My wife and I rented few new releases and enjoyed them, but felt nostalgic about some older movies. “Gone Girl” was good, but the characters were not very redeeming. “Interstellar” was good for the relationship between father and daughter, but was on the bizarre side toward the end. Of the three, we did enjoy “Wild” the most with Reece Witherspoon hiking the Pacific Crest Trail to find herself, but Laura Dern helps the movie greatly in flash backs as her mother.

I was thinking about some older movies that may be under the radar screen on searches for movies, but offer a sense of nostalgia as well as coming of age. So, in no particular order:

Breaking Away – made in 1979 and won an Oscar for best screenplay. Dennis Christopher, Dennis Quaid, Jackie Earle Haley and Daniel Stern star in a movie about four kids who have graduated high school and are trying to find themselves in Bloomington, Indiana where Indiana University is located. Christopher is fascinated by all things Italian as he has become a world-class bicyclist and the Italian team is the best and coming to town. Paul Dooley, as the former stone cutter and now used car salesman, steals many a scene.

Summer of 42 – made in 1971 and won an Oscar for best music score. Jennifer O’Neill, who every boy falls in love with in the movie and audience, Gary Grimes, Jerry Houser star in the movie based on a summer on the Nantucket shore. The boys are coming of age during the onset of WWII and O’Neill’s husband has been deployed. The story is told from Grimes’ character’s perspective looking back at that summer as he discovers love and loss.

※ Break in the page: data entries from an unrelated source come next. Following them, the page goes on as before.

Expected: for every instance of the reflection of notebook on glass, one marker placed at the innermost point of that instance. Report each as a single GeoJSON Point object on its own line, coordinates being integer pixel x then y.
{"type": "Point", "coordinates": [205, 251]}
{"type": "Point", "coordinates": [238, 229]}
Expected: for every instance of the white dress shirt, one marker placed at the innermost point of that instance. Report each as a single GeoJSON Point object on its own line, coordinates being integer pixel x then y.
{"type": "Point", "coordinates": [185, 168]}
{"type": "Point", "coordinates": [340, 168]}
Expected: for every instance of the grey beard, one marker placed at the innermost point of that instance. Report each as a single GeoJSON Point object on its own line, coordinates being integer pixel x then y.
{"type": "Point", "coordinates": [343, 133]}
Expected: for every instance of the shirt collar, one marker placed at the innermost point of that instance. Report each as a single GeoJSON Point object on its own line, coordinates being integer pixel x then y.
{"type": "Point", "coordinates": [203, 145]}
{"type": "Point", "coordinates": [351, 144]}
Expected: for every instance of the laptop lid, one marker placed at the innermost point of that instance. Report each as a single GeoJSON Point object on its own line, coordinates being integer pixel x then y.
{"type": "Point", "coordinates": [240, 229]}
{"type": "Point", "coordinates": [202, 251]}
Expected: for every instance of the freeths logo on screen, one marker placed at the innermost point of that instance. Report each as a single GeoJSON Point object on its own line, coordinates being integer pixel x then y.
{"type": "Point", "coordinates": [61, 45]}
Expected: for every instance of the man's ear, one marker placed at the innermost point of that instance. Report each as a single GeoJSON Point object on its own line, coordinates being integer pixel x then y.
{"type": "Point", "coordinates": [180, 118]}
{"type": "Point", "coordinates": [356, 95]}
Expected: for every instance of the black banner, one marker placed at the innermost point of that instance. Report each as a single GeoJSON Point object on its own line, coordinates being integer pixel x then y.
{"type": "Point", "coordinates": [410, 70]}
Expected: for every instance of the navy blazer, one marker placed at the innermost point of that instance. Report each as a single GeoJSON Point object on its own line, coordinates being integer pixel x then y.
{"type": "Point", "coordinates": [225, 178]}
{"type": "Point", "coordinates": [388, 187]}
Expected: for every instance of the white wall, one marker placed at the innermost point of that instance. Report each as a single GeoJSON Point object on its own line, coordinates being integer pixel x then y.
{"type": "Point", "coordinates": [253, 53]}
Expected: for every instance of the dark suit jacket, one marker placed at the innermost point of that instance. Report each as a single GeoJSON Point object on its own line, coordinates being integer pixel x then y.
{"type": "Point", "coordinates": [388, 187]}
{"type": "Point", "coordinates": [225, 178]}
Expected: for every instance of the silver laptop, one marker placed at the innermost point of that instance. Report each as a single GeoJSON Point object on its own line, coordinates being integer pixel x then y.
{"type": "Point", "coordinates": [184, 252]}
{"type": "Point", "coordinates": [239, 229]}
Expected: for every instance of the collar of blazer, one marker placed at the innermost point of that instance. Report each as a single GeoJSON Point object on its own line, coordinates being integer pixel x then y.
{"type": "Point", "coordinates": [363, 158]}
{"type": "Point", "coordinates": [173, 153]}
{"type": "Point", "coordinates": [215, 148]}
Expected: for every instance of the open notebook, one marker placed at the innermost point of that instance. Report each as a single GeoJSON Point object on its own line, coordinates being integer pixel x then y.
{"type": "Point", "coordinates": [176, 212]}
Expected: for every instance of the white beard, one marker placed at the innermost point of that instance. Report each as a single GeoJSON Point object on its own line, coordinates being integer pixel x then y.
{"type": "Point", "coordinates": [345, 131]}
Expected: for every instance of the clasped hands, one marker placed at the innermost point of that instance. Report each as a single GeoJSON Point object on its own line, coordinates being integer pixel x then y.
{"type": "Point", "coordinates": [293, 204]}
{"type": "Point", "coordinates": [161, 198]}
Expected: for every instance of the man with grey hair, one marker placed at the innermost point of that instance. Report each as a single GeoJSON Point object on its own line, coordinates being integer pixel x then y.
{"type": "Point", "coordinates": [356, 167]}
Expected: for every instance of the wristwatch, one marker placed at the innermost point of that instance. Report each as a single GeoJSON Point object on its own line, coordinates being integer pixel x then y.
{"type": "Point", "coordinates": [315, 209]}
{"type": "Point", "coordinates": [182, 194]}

American Graffiti – made in 1973 by George Lucas and starring a huge cast of soon to be famous young actors – Richard Dreyfus, Ron Howard (was only known as Opie at that time), Cindy Williams, Paul Le Mat, Mackenzie Phillips, Harrison Ford, Charles Martin Smith, Bo Hopkins, Candy Clark and Wolfman Jack. It is nostalgic and mirror into a different time as Dreyfus and Howard’s characters are headed off to college the next day. The movie spawned the TV show “Happy Days” which eventually led to “Laverne and Shirley” as a spin-off.

Each of these movies are nostalgic in nature. Kids are coming of age and wondering what it is all about. “Breaking Away” is set in the 1970s, “Summer of 42” is obviously set during the 1940s and “American Graffiti” is at the brink of the 1960s. Kids have not changed in this outlook to discover what is it all about. Today’s kids are more technologically advanced and are seeing a world change at a fast pace, yet they have many of the same questions.

To me, I go back to “Breaking Away” and the father son chat at the end between Christopher and Dooley’s characters. Christopher and his fellow mates have always felt and been put down as “cutters” short for stone cutters. As they walked through IU’s campus, the father notes “we” carved these beautiful stones that made these buildings on campus, but once they were erected, we felt the buildings were too good for us. The son responds “I don’t mind being a cutter.” The Dad says, “You’re not a cutter. I am cutter.” He is telling his son, do not limit yourself by what I accomplished. Go find yourself.

And, that is the best advice for any of us. Go find yourself. That may be why we liked “Wild” the most of the three newer movies, as Witherspoon’s character was looking to find the woman her mother knew was always there.